What the Wildcats forgot, however, was the fact that their road trip consisted of two games this week. The USC Trojans, on the other hand, were well aware that there was a game on Wednesday night. With a 89-78 loss, Arizona’s hope for a Pac-12 Championship is shot in the dark (Oregon will not lose more than one game to Oregon State at home, Colorado and Utah on the road). The #2 seed is all but gone as well.
Simply put, Arizona came out flat and never rose to the occasion, expecting to play the team they destroyed earlier this season 74-50 and looking ahead to the Bruins. But the USC of late is a different team; since firing Kevin O’Neal, the Trojans have gone 6-5 can be much more explosive if you take them for granted. Arizona did jus that, allowing USC to shoot an absurd 61% from the field and 60% from long range. Despite coughing up 17 turnovers, the Trojans scored 89 points and won by a comfortable eleven. True, USC’s shooting was hot, but the amount of open and easy shots they had due to Arizona’s poor defense was embarrassing.

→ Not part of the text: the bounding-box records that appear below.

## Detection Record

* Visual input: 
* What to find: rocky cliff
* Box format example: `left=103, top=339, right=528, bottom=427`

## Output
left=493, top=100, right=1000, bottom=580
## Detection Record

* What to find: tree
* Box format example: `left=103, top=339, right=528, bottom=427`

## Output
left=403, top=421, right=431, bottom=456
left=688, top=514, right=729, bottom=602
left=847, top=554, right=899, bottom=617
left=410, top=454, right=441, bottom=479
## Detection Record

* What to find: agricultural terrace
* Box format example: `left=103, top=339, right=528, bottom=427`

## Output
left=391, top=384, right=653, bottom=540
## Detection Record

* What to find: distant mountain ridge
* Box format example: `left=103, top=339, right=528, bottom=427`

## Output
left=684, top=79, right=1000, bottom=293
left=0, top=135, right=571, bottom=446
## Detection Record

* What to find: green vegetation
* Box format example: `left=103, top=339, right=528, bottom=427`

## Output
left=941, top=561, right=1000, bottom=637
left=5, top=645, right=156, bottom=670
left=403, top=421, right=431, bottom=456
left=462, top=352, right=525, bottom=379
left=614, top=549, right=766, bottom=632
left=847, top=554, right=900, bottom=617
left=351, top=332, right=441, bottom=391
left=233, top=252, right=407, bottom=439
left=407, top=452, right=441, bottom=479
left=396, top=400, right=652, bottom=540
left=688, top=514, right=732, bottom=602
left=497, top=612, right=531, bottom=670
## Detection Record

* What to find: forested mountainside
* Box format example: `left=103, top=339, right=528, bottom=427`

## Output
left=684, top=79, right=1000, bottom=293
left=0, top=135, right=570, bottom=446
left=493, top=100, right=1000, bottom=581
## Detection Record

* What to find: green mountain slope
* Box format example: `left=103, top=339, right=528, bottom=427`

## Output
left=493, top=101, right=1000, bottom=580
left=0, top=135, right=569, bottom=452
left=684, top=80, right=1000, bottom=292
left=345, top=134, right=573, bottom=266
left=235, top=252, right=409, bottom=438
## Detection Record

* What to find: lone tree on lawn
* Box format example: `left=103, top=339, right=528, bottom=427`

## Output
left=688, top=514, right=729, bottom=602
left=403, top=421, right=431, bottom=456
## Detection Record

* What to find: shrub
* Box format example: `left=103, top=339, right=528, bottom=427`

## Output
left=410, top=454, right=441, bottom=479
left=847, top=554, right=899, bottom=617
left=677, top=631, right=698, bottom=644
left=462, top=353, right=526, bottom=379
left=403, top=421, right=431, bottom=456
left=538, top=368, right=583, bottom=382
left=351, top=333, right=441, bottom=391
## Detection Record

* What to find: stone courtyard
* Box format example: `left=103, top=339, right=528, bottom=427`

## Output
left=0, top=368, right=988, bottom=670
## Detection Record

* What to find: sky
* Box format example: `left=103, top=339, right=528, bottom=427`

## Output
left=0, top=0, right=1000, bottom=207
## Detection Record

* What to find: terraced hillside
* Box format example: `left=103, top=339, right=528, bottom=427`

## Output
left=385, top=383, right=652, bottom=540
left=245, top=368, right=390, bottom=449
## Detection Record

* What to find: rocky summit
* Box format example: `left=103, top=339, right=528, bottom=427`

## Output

It is hard to admit, but Arizona was out-coached as well. This is the second time this season a team that has already seen the Wildcats have made mince meat out of Sean Miller’s one dimensional man-to-man defense (remember Colorado?), and the formula is quite simple: 1. If your guards are athletic, fairly easily dribble past Arizona’s guards and attack the basket, 2. Once this works, make an easy lay-up or, if another defender takes you on to replace the guard you just blew by, pass to the open player the defender had to leave to commit to you for an easy bucket, 3. Once you have a steady amount of that going on, Arizona will over-commit to the lanes and leave the three ball as open as shooting practice, and 4. Sean Miller will then resort to some zone, but only a minimal amount, and it will be ineffective anyway because Arizona hasn’t implemented a zone all year.
The scariest fact of all: UCLA has already seen Arizona, and they had Arizona figured out the first time.